Critics are prepared to justify their opinions, but shouldn’t be forced to defend their livelihoods, much less their lives. Yet that’s the challenge now facing video game reviewers, and it’s a struggle that tests the maturity of their industry.
Threats against cultural critic Anita Sarkeesian brought the issue mainstream attention. An anonymous email warned Utah State University administrators of a shooting massacre at her speech on women in video games. She canceled the appearance.
It’s hard not to identify with that dilemma. But when I circulated the New York Times report on Sarkeesian’s cancelation, the Twitter response was harsh. “Oh boo hoo,” one wrote, “those terrible, count them, ZERO, attacks on hated busybody con artists.” That suggests the level of the “GamerGate” debate.
No regrets from this editor if the mayhem stays at zero. I’m trained to keep writers safe. Mostly reporters want an editor to check their facts and their logic; reviewers need a sounding board. We may even disapprove of what our critics say. Yet editors defend their right to say it. Must we defend to the death?

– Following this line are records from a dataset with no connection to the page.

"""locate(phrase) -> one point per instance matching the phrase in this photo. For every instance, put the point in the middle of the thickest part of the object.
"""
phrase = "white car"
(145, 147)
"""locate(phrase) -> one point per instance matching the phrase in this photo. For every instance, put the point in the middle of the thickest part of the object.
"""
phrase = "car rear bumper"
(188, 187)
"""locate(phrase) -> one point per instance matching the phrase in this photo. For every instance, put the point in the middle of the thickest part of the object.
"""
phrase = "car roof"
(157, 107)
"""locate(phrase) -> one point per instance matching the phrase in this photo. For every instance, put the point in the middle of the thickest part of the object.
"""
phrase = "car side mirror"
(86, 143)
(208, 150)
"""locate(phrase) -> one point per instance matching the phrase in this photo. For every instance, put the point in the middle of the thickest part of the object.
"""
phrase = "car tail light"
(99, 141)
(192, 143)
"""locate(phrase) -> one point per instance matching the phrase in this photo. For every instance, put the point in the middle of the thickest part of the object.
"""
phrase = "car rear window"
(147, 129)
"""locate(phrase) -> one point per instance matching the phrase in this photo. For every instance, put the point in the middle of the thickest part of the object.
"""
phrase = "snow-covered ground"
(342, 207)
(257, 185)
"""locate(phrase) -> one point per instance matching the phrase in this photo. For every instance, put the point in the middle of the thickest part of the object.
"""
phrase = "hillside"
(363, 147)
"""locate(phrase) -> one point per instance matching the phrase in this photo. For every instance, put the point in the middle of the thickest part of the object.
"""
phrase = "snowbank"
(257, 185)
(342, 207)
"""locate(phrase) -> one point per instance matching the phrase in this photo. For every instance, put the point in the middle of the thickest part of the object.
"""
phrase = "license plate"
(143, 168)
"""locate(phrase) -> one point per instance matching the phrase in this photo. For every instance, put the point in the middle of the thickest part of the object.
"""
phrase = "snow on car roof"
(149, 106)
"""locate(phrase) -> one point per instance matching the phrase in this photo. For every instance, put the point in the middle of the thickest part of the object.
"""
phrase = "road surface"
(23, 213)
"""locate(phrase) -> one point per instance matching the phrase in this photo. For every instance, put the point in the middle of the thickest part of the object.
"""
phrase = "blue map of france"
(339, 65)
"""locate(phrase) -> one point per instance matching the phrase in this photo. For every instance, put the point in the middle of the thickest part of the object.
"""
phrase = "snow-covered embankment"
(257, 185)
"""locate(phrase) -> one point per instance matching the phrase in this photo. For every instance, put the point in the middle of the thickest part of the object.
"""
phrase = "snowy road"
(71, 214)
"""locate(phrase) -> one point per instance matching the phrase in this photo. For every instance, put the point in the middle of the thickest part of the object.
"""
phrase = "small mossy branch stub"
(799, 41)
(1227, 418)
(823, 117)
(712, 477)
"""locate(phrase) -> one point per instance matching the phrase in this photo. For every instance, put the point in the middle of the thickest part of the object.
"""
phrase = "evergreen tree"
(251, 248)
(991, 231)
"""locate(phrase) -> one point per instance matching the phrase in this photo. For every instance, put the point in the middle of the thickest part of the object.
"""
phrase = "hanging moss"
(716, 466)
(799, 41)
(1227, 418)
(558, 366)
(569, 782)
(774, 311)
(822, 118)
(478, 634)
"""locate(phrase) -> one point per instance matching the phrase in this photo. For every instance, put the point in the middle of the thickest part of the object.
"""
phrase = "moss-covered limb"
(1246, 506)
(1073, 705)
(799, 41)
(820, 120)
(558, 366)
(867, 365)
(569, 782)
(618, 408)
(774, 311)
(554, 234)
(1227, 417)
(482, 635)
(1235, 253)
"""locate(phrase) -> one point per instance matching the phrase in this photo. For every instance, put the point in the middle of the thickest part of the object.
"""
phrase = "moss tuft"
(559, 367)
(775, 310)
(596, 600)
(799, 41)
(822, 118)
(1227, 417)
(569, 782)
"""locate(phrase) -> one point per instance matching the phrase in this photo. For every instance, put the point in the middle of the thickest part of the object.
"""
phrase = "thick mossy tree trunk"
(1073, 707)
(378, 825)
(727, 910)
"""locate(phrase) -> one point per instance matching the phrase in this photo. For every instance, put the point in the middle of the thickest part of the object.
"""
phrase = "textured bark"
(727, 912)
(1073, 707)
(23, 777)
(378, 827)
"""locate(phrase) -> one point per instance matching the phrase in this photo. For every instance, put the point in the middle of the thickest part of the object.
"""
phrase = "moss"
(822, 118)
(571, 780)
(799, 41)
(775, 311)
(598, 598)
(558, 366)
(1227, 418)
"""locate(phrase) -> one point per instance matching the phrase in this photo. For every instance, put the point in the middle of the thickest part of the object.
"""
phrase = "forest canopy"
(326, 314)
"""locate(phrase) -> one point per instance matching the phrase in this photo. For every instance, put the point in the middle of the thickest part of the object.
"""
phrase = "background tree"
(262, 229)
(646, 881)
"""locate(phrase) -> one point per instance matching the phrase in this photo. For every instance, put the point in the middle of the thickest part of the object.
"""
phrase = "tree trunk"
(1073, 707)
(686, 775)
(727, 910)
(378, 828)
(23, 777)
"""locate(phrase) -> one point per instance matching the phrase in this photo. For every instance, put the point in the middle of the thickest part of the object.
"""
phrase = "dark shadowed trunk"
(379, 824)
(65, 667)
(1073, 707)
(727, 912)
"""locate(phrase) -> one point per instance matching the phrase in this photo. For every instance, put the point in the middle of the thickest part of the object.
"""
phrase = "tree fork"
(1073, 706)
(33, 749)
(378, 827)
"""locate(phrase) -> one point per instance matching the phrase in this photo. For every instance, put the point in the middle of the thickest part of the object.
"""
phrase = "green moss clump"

Some examples from the automotive beat — like video games, cars are a consumer product that courts consumer reviews. The New York Times resisted public pressure from Tesla Motors CEO Elon Musk to fire John M. Broder in 2013 after a battery-draining Tesla test. Auto critic Scott Burgess briefly quit MediaNews Group’s Detroit News in 2011. His biting review of the Chrysler 200’s redesign was softened online after an advertiser complaint.
Small publications have cause to be careful if advertising money’s at stake: An Ashland (Ky.) Daily Independent reporter was fired this year for posting a Facebook comment about a car dealer’s TV ad. Not even a newspaper review, yet the dealer threatened to pull his newspaper advertising.
That’s the prism through which I view the basic GamerGate ethics complaint, which is that game journalists are cozy with the $15 billion gaming industry. I’m struck by some unusual financial entanglements: Investors in The Escapist’s Defy Media include game developers and the Lionsgate movie studio. But they’re disclosed, and haven’t drawn much comment. Sites also accept publicity junkets and free merchandise, issues in travel and consumer journalism – again stated, not debated.
Instead, the most strident criticism’s aimed at sites like Vox Media’s Polygon and Gawker Media’s Kotaku, which have been sympathetic to independent developers who question the ethics of gaming itself. Kotaku’s editor defends its contributors’ small contributions to Kickstarter-style funding sites, and his publishing (with restrictions) work from a reviewer linked to a female developer.
If such steps diminish the voice of mainstream gamers on Kotaku, it’s not obvious: The day I read the editor’s note, it was framed by ads for the Xbox One game Sunset Overdrive. Sales reps call such blanket ad coverage a “site takeover.” Editorially, Kotaku’s still a demilitarized zone.
The editor cites the Society of Professional Journalists’ “minimize harm” ethics language in navigating GamerGate complaints. I’d take a cue instead from one of its reporting tenets: “Be vigilant and courageous about holding those with power accountable. Give voice to the voiceless.” Including minority views is part of the job, even if inconvenient or unwelcome.
It’s not novel to point out that role-playing games feature dodgy men, one-dimensional women and numbing violence. Not everyone finds the arguments compelling, but they’re part of the mainstream view of video games. I’d expect the gaming press to address these issues fearlessly. With GamerGate drawing new attention to the issue, the gaming press may rise to the occasion and do just that.